Energy decay of a viscoelastic wave equation with variable exponent logarithmic nonlinearity and weak damping

TL;DR

This paper analyzes the energy decay behavior of solutions to a viscoelastic wave equation with variable exponent logarithmic nonlinearity and weak damping, providing explicit decay rates and extending previous results to broader conditions.

Contribution

The study establishes explicit decay results and refines decay estimates for a viscoelastic wave equation with variable exponents and nonlinear damping, extending prior work to more general conditions.

Findings

Derived explicit general decay rates under mild conditions.

Obtained refined decay estimates improving existing results.

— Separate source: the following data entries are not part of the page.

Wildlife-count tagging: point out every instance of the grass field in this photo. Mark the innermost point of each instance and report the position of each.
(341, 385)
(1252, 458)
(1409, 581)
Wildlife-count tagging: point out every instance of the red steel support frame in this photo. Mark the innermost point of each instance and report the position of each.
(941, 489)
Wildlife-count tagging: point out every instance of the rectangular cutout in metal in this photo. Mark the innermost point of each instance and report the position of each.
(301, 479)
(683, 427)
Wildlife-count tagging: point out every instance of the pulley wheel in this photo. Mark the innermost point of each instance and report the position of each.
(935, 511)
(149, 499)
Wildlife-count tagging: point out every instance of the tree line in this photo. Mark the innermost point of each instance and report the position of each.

Extended decay rate analysis to cases with $1 \\leq q < 2$, beyond previous limits.

Abstract

In this paper, we investigate the energy decay of the solution to a viscoelastic wave equation with variable exponents logarithmic nonlinearity and weak damping in a bounded domain. We establish an explicit general decay result under mild conditions on the relaxation function $g$. Furthermore, under the general assumption $g'(t)\leq-\zeta(t)G(g(t))$ with some suitably given $\zeta$ and $G$, we derive a refined decay estimate improving existing results. In particular, uniform exponential and polynomial decay rates are obtained under a further special situation $g'(t)\leq-\xi(t)g^q(t)$ with $1\leq q<2$, extending earlier studies that were restricted to the case $1\leq q<\frac{3}{2}$.